Martinghoul/M22au
Interesting bbg article, looks like the quasi religious views of the macro establishment are taking some well deserved heat. There's one sentence I would take exception to:
"But in reality, economies that experience very low rates for many years -- first Japan, and now the U.S. -- seem to grow slowly and have low inflation, but not crash."
Mais voyons, at least not for now... n'est-ce-pas?
They only seem that way, at present but a crash is a very real possibility for Japan, given the size of the BOJ's balance sheet, the nation's indebtedness and the coming crash in JGBs.
The problem with Gabaix's theory is that while it seems to resolve a number of macro paradoxes, it fails to address the underlying fundamental flaw of the religious establishment: that the market's natural rate of interest is neither the impetus to save or invest, nor is set by the central bank, but instead is a function of people's valuation of present vs future consumption.

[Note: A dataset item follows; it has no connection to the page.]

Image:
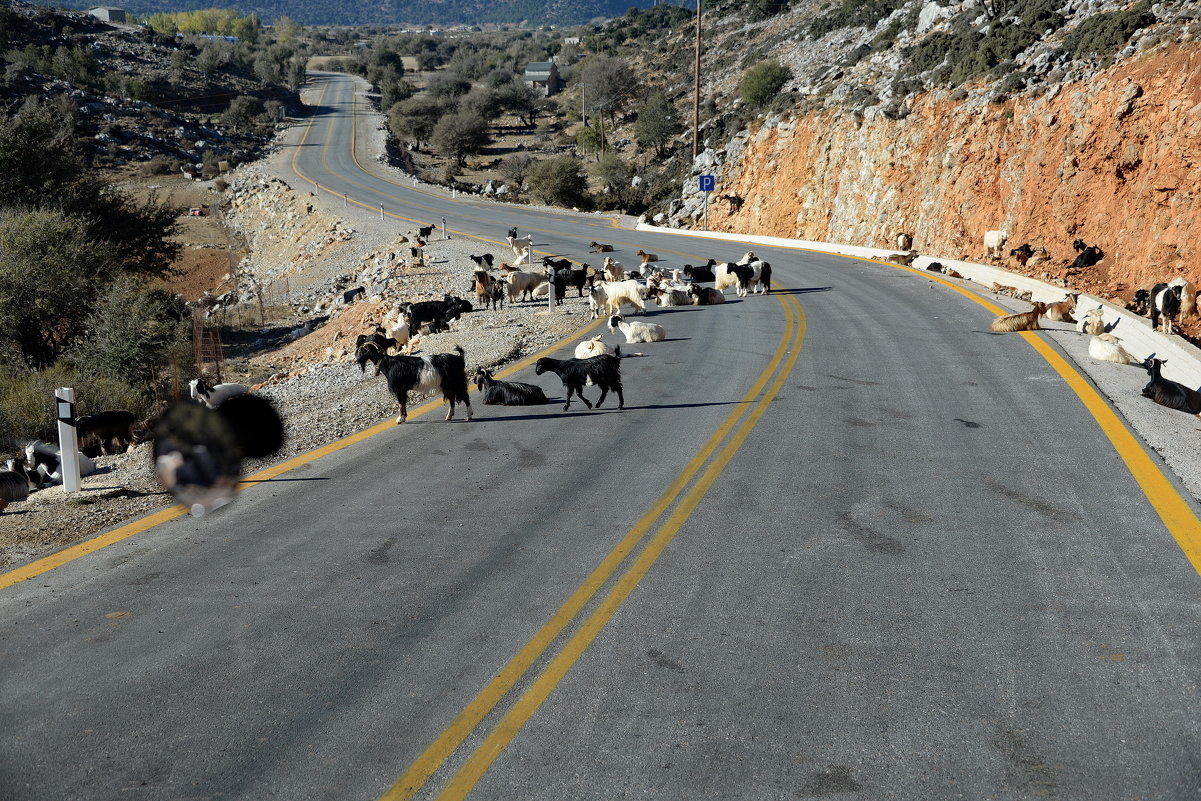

Contra Gabaix, the primary mechanism through which low interest rates eventually depress inflation is not the bounded rationality of economic actors (although that does play a role in the process), but rather the gradual decline in the originary interest rate caused by the central bank's constant depressing of the market rate of interest below the natural rate of interest. This intervention distorts consumer and producer evaluation of the value of future to present goods.
And so we can booms and busts and everything in between.
Intervention stinks. So do flawed paradigms, like those present in today's academia.